Keleta-Mae’s courses feature readings and videos that are chosen not just for the theories or content that they introduce, but for the historically underrepresented voices that they bring into the classroom.
This attention to who gets heard is also reflected in the exercises she does to improve the quality of student participation. In one of the exercises she has designed, a few weeks into a course she privately assesses the students’ in-class participation in terms of how much they've spoken up. She asks students to informally assess their participation to date by privately assessing how much they’ve spoken up in class, and then asks them to do the opposite for a few weeks. She is clear that they will not be penalized for contributing more or less in class, but will instead be rewarded for behaving in the opposite manner of their previous assessment. For example, if a student gives herself a 10 — that is, if she rates herself as someone who has participated often and talked at length — if she doesn’t talk in class for a while then her participation grade would go up. Keleta-Mae has found that when participants are intentional about how they cede and take up time, group discussions are more thoughtful and productive.

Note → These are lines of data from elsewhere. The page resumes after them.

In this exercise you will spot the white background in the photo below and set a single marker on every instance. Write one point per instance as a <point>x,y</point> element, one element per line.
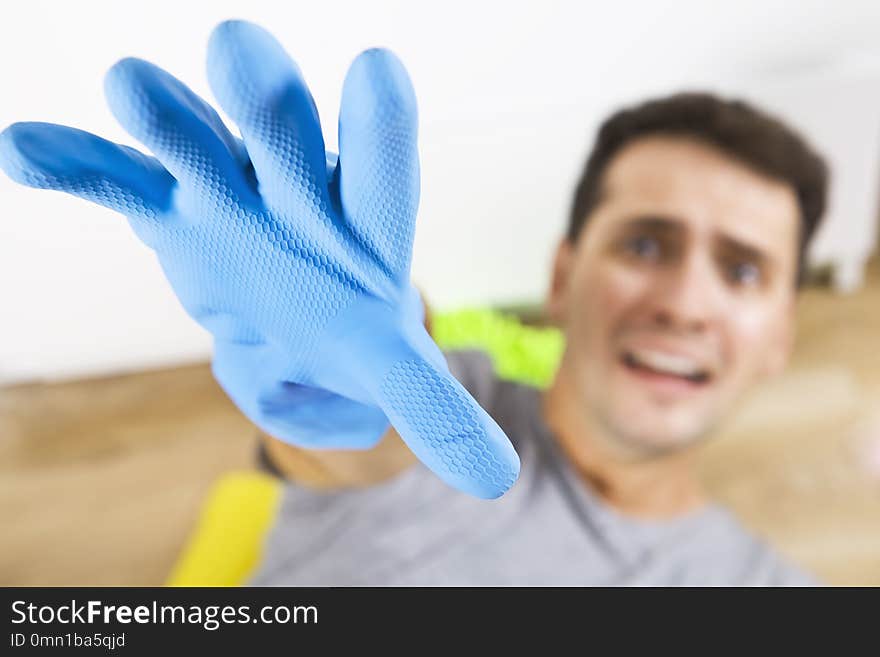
<point>509,93</point>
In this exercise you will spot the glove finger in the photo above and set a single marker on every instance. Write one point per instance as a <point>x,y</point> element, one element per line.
<point>446,428</point>
<point>49,156</point>
<point>379,163</point>
<point>184,132</point>
<point>300,415</point>
<point>261,88</point>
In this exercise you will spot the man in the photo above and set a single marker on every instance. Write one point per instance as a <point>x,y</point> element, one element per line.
<point>675,288</point>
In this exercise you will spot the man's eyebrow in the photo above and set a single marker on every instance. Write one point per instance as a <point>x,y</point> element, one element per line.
<point>743,250</point>
<point>654,224</point>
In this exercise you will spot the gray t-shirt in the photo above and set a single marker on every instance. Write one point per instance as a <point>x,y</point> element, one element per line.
<point>549,529</point>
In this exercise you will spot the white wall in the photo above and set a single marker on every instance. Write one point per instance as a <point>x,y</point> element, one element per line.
<point>509,95</point>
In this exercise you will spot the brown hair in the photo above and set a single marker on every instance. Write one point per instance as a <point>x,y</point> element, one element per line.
<point>738,129</point>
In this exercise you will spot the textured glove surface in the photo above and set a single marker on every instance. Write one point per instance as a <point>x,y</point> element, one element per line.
<point>295,260</point>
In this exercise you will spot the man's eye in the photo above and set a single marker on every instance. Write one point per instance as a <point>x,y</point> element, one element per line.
<point>643,247</point>
<point>744,273</point>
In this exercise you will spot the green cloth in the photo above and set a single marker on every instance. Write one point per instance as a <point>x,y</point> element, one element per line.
<point>526,354</point>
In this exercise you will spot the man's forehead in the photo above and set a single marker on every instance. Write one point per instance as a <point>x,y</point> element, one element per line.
<point>702,187</point>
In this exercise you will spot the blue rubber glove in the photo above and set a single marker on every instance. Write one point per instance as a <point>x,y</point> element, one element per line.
<point>297,262</point>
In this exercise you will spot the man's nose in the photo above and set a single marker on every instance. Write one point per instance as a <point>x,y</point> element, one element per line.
<point>687,295</point>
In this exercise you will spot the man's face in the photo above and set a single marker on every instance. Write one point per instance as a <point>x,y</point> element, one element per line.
<point>678,294</point>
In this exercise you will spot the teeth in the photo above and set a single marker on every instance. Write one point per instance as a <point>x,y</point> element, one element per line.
<point>667,363</point>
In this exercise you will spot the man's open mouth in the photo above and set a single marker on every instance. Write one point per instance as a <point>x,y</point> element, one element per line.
<point>664,364</point>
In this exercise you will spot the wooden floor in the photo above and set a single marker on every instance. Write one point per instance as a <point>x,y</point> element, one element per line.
<point>101,480</point>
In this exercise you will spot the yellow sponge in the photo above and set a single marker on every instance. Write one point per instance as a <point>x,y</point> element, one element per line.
<point>226,544</point>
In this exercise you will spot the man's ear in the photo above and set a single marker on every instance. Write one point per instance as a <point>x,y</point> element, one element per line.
<point>556,306</point>
<point>782,341</point>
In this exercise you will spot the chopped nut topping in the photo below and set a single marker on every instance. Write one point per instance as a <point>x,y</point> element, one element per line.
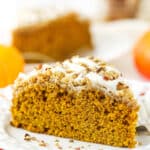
<point>110,75</point>
<point>84,65</point>
<point>101,69</point>
<point>121,86</point>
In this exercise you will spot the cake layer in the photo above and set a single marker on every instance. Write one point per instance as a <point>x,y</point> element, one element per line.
<point>81,98</point>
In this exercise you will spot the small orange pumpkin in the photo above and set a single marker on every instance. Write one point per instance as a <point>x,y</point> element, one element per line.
<point>11,63</point>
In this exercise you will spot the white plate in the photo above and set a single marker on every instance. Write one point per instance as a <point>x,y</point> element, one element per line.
<point>13,138</point>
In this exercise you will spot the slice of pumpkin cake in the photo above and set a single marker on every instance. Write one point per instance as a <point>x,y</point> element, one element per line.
<point>80,98</point>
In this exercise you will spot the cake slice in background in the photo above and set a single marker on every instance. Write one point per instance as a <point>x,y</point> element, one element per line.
<point>80,98</point>
<point>52,34</point>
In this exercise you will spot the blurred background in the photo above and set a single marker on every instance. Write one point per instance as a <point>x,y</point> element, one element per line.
<point>45,31</point>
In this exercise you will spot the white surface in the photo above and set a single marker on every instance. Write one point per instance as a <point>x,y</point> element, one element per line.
<point>13,138</point>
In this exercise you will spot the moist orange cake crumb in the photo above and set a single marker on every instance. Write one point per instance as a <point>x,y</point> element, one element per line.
<point>81,98</point>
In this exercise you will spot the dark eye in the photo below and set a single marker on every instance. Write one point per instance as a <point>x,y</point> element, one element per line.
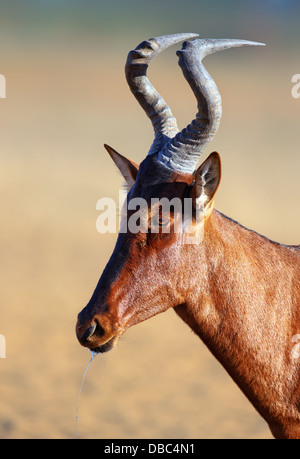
<point>158,221</point>
<point>162,221</point>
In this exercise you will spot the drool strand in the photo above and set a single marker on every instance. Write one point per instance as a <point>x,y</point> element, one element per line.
<point>94,354</point>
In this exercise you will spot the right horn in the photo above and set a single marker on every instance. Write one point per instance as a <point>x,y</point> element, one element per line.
<point>184,150</point>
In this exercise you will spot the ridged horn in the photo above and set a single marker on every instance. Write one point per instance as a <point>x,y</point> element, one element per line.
<point>138,60</point>
<point>183,151</point>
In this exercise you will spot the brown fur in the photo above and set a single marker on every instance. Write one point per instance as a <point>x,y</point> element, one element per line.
<point>237,290</point>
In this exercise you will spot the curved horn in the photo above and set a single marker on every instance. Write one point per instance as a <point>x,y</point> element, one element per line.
<point>183,151</point>
<point>138,60</point>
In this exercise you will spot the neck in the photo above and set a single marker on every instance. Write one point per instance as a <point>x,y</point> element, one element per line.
<point>245,307</point>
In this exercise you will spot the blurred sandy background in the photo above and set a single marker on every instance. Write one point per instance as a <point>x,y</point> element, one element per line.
<point>66,96</point>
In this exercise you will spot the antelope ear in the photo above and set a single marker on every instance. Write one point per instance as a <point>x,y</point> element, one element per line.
<point>128,168</point>
<point>207,180</point>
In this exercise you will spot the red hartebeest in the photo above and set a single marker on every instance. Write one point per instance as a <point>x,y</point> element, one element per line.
<point>237,290</point>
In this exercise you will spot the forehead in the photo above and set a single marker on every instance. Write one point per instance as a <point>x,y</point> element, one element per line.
<point>155,180</point>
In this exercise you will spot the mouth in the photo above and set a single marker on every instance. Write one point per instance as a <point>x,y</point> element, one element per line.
<point>108,346</point>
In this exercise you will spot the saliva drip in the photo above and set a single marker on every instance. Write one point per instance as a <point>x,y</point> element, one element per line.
<point>94,354</point>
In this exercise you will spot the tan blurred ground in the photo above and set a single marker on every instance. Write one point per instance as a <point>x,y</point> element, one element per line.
<point>160,382</point>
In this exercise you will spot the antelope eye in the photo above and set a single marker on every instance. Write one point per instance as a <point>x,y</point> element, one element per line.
<point>159,220</point>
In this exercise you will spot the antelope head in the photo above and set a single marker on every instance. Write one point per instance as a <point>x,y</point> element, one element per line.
<point>153,270</point>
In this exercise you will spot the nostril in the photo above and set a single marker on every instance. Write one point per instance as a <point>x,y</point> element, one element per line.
<point>99,331</point>
<point>88,332</point>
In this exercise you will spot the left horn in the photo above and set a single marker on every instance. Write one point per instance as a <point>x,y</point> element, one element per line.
<point>183,151</point>
<point>164,123</point>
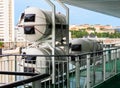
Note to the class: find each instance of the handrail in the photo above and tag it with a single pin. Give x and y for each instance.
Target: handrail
(25, 81)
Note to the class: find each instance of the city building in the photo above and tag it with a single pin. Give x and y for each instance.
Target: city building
(7, 21)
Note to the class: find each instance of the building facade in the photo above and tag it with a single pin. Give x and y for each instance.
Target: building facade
(7, 21)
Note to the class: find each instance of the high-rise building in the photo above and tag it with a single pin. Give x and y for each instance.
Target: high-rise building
(7, 20)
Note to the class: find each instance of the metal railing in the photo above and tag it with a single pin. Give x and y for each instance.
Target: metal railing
(85, 70)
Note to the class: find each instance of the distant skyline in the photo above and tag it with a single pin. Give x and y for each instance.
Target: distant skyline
(77, 15)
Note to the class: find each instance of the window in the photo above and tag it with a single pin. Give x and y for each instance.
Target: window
(29, 30)
(76, 47)
(29, 18)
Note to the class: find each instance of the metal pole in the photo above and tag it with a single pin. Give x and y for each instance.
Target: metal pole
(67, 38)
(53, 39)
(88, 71)
(77, 72)
(104, 68)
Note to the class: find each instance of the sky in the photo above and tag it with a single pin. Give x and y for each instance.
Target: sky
(78, 16)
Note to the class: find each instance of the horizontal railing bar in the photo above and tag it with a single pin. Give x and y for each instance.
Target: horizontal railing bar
(18, 73)
(22, 82)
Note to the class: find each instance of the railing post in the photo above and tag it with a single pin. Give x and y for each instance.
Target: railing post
(77, 72)
(88, 71)
(53, 40)
(115, 61)
(67, 37)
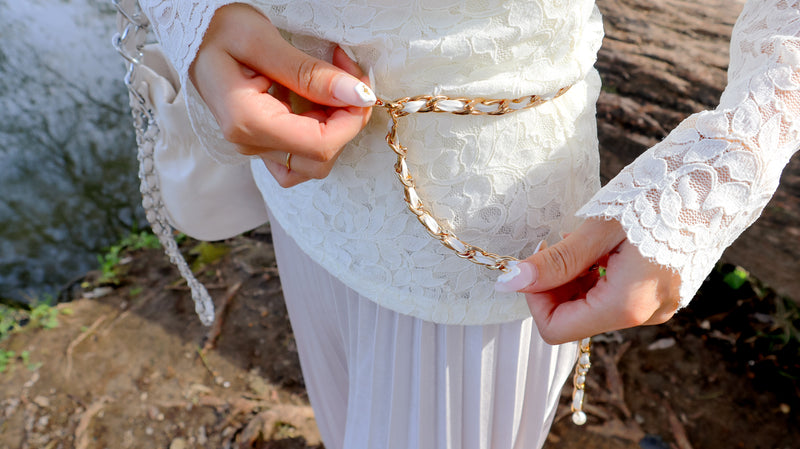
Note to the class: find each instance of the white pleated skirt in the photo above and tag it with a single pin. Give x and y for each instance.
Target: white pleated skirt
(379, 379)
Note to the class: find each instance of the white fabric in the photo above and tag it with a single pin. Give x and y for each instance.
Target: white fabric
(507, 182)
(230, 201)
(379, 379)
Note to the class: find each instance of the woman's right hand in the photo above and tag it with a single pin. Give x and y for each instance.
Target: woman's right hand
(241, 58)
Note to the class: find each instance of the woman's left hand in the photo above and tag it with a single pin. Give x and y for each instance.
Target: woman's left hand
(568, 298)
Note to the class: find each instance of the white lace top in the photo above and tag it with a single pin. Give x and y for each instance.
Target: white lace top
(505, 183)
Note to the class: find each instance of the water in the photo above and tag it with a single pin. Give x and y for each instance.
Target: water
(68, 185)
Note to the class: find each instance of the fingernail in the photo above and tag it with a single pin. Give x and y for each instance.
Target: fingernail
(521, 275)
(353, 92)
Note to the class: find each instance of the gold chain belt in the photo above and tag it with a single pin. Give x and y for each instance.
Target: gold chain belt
(459, 106)
(471, 106)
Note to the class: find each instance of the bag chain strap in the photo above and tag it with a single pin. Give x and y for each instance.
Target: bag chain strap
(129, 41)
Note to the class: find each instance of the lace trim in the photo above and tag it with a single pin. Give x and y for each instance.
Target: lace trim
(686, 199)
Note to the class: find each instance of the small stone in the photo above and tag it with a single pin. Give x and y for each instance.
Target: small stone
(41, 401)
(178, 443)
(202, 437)
(579, 418)
(663, 343)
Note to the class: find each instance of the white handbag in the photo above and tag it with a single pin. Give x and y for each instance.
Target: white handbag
(182, 186)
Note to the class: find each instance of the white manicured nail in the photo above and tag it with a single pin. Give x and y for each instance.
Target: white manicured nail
(353, 92)
(518, 277)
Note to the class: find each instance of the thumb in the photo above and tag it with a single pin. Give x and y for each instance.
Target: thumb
(309, 77)
(566, 260)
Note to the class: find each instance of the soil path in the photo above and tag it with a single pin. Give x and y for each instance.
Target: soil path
(125, 369)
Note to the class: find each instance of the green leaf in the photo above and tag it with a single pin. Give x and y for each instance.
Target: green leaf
(736, 278)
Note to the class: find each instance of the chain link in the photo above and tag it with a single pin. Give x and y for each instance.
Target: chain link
(129, 41)
(459, 106)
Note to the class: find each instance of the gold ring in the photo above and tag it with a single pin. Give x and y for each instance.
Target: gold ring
(288, 162)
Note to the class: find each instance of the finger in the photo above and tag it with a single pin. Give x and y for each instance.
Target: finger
(321, 82)
(263, 121)
(286, 178)
(300, 165)
(633, 292)
(571, 257)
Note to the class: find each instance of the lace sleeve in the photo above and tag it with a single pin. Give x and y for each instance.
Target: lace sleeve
(180, 27)
(686, 199)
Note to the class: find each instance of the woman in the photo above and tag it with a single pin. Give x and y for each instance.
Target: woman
(402, 344)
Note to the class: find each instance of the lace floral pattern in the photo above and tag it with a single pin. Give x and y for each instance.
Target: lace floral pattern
(686, 199)
(507, 182)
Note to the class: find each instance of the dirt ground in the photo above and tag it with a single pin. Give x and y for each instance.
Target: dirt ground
(131, 367)
(128, 370)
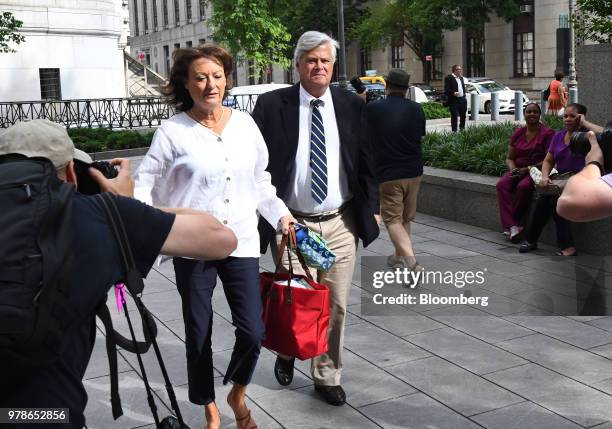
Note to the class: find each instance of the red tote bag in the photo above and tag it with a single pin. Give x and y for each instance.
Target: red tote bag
(296, 319)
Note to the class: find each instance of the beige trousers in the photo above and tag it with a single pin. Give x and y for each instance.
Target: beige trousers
(341, 237)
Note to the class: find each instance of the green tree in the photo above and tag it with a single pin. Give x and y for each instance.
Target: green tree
(8, 31)
(594, 20)
(248, 29)
(419, 24)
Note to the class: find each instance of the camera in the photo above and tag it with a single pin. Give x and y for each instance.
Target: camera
(85, 183)
(580, 145)
(358, 85)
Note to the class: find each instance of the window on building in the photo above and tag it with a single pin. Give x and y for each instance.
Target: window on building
(165, 13)
(289, 75)
(437, 69)
(50, 85)
(397, 56)
(145, 17)
(475, 54)
(167, 59)
(524, 43)
(523, 55)
(203, 9)
(366, 60)
(188, 9)
(251, 72)
(136, 27)
(155, 15)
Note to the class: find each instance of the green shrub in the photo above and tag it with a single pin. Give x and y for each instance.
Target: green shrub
(102, 139)
(435, 110)
(481, 149)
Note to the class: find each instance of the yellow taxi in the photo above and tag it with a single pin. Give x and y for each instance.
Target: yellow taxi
(371, 77)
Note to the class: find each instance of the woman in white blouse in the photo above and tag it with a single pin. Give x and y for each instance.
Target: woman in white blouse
(212, 158)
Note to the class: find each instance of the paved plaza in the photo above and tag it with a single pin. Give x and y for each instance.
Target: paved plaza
(496, 368)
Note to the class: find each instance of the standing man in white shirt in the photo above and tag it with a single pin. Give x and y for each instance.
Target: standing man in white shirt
(320, 162)
(454, 89)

In one assignment, Keleta-Mae asked her class to adapt and expand a short play that she then directed and dramaturged. Called “on love,” the play was centered on Nigger Rock in St. Armand, Quebec, an historical site where enslaved Black people, tradespeople, and travellers who had lived in the area are believed to be buried. With eight cast members playing Black roles, the students had to cast outside of their race.
“This is not about colour-blind casting,” Keleta-Mae emphasizes. “Either we’re going to wait to magically have this diverse student body that will allow us to do work that … represents the diversity that is Canada, or we’re going to present the work and figure out the messiness of having students that are cast across race.”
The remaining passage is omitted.